Sentí que algo se quebraba dentro de mí sin hacer ruido. Ricardo apenas sonrió, pero esa sonrisa me confirmó que todo estaba planeado. Había ganado la custodia no por amor, sino por dinero, abogados y manipulación.
Al salir, Ricardo me alcanzó en el estacionamiento.
—Lucía, no soy tan malo —dijo, sacando una tarjeta—. Aquí hay dos millones de pesos. Renta algo, empieza de nuevo y no te metas en mi vida ni en la de mi hijo.
No tomé la tarjeta.
—¿Por qué me haces esto? —pregunté.
Él soltó una risa seca.
—Porque ya no encajas, Lucía. Yo necesito una mujer que camine a mi nivel, no alguien que se quedó atrapada entre trastes y uniformes escolares.
Mateo estaba a unos pasos, con su maleta. No me miró. Se fue con su padre como si yo fuera una desconocida.

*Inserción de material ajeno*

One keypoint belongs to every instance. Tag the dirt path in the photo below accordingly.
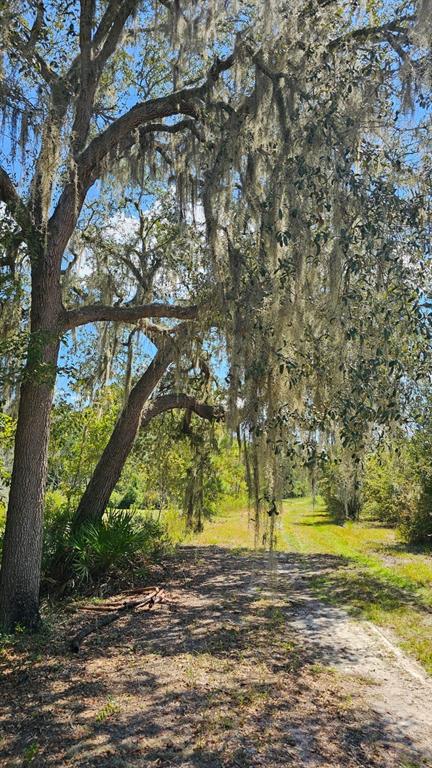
(244, 667)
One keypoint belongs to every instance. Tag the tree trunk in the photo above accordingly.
(110, 465)
(22, 546)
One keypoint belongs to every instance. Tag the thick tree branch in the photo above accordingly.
(174, 401)
(365, 33)
(94, 313)
(16, 207)
(187, 101)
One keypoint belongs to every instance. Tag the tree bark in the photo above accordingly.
(108, 470)
(22, 547)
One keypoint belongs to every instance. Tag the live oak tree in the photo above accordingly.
(276, 122)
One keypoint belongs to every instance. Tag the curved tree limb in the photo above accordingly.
(94, 313)
(13, 202)
(173, 401)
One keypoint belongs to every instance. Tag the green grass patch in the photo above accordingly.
(364, 567)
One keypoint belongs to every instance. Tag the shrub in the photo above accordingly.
(340, 488)
(398, 488)
(100, 549)
(390, 488)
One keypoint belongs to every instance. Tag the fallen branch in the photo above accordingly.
(156, 596)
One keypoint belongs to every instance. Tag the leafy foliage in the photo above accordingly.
(118, 542)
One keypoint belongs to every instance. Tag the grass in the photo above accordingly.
(373, 575)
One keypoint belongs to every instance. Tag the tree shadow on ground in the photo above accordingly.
(216, 678)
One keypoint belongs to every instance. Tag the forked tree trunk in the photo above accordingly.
(108, 470)
(22, 546)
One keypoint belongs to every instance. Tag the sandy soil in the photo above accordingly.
(242, 667)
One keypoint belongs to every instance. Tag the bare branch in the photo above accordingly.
(174, 401)
(16, 207)
(95, 313)
(365, 33)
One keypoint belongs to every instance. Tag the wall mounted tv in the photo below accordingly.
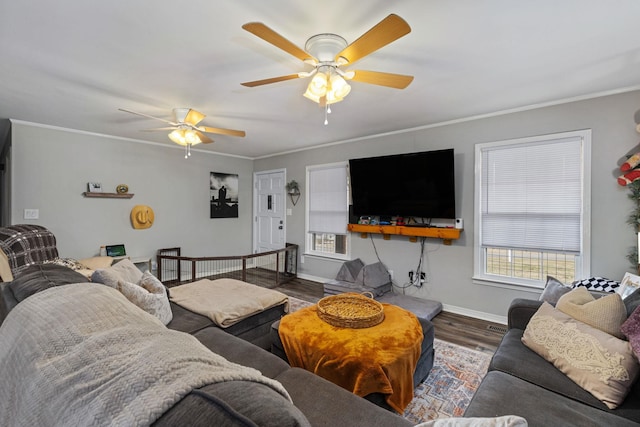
(419, 185)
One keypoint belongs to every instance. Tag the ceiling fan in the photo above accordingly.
(185, 129)
(327, 53)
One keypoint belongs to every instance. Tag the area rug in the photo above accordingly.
(454, 378)
(296, 304)
(456, 374)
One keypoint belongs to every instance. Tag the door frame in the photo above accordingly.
(254, 220)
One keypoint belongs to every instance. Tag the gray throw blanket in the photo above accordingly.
(81, 354)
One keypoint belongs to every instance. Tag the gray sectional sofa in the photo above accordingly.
(520, 382)
(315, 401)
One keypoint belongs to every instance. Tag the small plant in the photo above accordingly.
(293, 187)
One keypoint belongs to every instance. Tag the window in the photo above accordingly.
(327, 210)
(532, 217)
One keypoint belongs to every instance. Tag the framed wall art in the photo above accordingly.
(223, 195)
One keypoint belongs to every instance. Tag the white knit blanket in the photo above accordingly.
(82, 354)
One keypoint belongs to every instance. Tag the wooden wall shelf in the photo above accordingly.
(107, 195)
(446, 234)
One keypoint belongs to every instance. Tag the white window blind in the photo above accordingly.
(531, 195)
(328, 205)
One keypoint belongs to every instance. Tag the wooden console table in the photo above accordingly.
(444, 233)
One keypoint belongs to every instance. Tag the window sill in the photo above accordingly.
(503, 283)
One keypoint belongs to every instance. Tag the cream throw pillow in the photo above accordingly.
(606, 313)
(596, 361)
(150, 295)
(97, 262)
(124, 270)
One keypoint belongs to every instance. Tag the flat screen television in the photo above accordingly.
(419, 185)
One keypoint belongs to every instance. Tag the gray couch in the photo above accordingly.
(316, 401)
(520, 382)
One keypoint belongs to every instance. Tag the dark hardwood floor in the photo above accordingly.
(462, 330)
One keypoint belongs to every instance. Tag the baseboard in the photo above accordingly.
(475, 314)
(312, 278)
(446, 307)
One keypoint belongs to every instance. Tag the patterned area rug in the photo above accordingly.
(454, 378)
(456, 374)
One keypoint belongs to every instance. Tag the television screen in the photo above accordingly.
(419, 185)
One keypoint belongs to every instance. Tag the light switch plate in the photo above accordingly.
(31, 213)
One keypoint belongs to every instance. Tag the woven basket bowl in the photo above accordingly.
(350, 310)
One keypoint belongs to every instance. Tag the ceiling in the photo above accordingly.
(73, 63)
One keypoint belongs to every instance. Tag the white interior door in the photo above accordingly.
(269, 217)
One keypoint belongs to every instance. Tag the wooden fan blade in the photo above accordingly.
(271, 80)
(194, 117)
(270, 36)
(148, 116)
(221, 131)
(157, 129)
(386, 31)
(204, 138)
(398, 81)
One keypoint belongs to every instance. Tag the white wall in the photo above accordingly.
(51, 168)
(450, 268)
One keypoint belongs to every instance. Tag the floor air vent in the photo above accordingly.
(499, 329)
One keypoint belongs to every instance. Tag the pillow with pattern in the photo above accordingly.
(150, 295)
(71, 263)
(575, 348)
(597, 284)
(606, 313)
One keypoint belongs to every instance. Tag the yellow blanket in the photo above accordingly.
(226, 301)
(380, 359)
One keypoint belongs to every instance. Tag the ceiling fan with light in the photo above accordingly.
(326, 53)
(185, 130)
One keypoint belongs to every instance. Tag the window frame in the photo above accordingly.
(583, 260)
(309, 236)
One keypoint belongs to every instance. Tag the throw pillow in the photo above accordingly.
(71, 263)
(598, 362)
(38, 277)
(606, 313)
(597, 284)
(553, 290)
(5, 268)
(97, 262)
(123, 270)
(631, 329)
(632, 302)
(150, 295)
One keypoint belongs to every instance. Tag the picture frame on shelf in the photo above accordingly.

Esa noche salí de la casa de Las Lomas con una maleta vieja y tres bolsas. Renté un departamento diminuto en la Portales, con humedad en la pared y una ventana que daba a un callejón. Ahí lloré hasta quedarme sin aire.
Una semana después, Ricardo llamó.
—Mañana llevo a Mateo al aeropuerto. Se va conmigo a Estados Unidos. Si quieres despedirte, llega temprano al AICM.

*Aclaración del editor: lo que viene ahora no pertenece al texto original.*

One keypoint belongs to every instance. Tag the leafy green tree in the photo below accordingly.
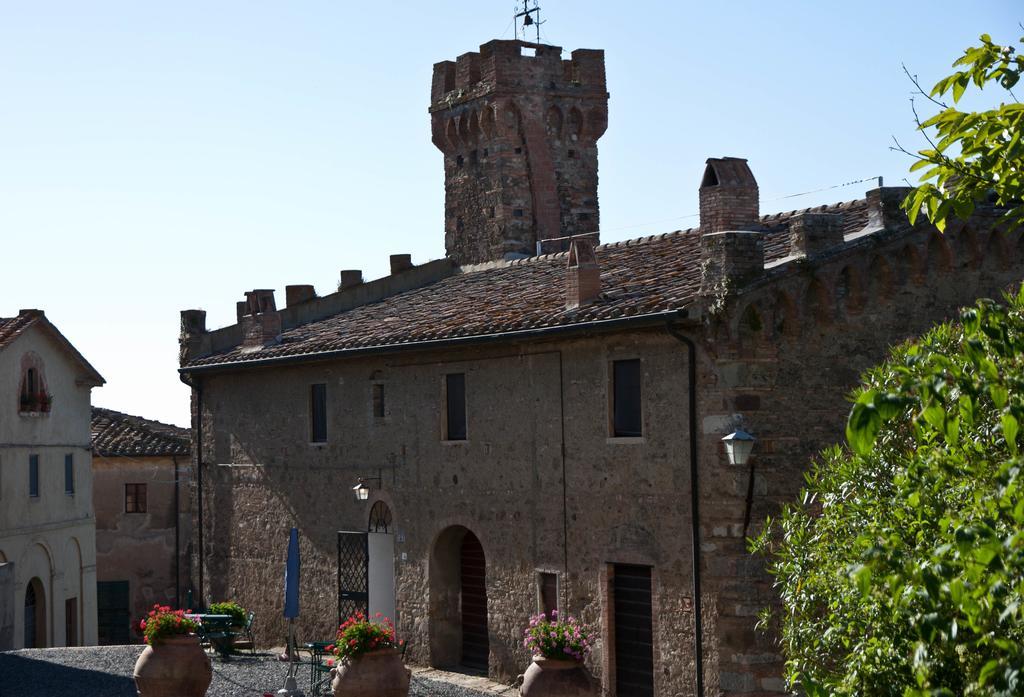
(901, 570)
(972, 156)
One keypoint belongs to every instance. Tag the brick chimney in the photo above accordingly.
(349, 278)
(400, 262)
(261, 322)
(296, 295)
(728, 197)
(193, 333)
(583, 275)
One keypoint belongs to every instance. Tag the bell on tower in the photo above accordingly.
(518, 128)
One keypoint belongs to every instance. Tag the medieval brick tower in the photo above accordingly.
(518, 127)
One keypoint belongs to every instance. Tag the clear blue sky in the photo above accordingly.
(156, 157)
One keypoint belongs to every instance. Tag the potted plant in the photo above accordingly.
(559, 647)
(369, 659)
(172, 664)
(232, 610)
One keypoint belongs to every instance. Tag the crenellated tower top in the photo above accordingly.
(518, 127)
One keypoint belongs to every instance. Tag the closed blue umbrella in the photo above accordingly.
(291, 611)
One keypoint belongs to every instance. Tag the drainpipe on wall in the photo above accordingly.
(199, 489)
(177, 542)
(691, 360)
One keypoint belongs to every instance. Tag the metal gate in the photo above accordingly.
(634, 636)
(353, 574)
(474, 605)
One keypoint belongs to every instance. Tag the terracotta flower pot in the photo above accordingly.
(554, 678)
(377, 673)
(175, 667)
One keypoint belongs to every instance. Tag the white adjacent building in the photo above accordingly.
(47, 525)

Casi no fui. Pero una madre siempre va, aunque la hayan partido en dos.
En la terminal, Ricardo hablaba con socios como si celebrara un triunfo. Mateo estaba serio, cargando su mochila. Cuando llegó la hora de pasar a seguridad, se acercó a mí y me abrazó fuerte.
Entonces sentí que deslizaba algo en mi bolsa.
—No llores, mamá —susurró—. Espérame.
Se separó rápido y caminó detrás de Ricardo.
Ya en el taxi, saqué lo que me había dejado: una tarjeta negra, sin logo, sin nombre. En ese momento recibí un mensaje de un número desconocido.
“Mamá, hay sesenta millones de pesos en esa cuenta. El NIP es tu cumpleaños. No confíes en nadie. Espérame hasta que regrese.”
Leí el mensaje una y otra vez, con las manos temblando.
Y por primera vez entendí algo que me heló la sangre: Mateo no me había traicionado.
Estaba metido en algo mucho más peligroso de lo que yo podía imaginar.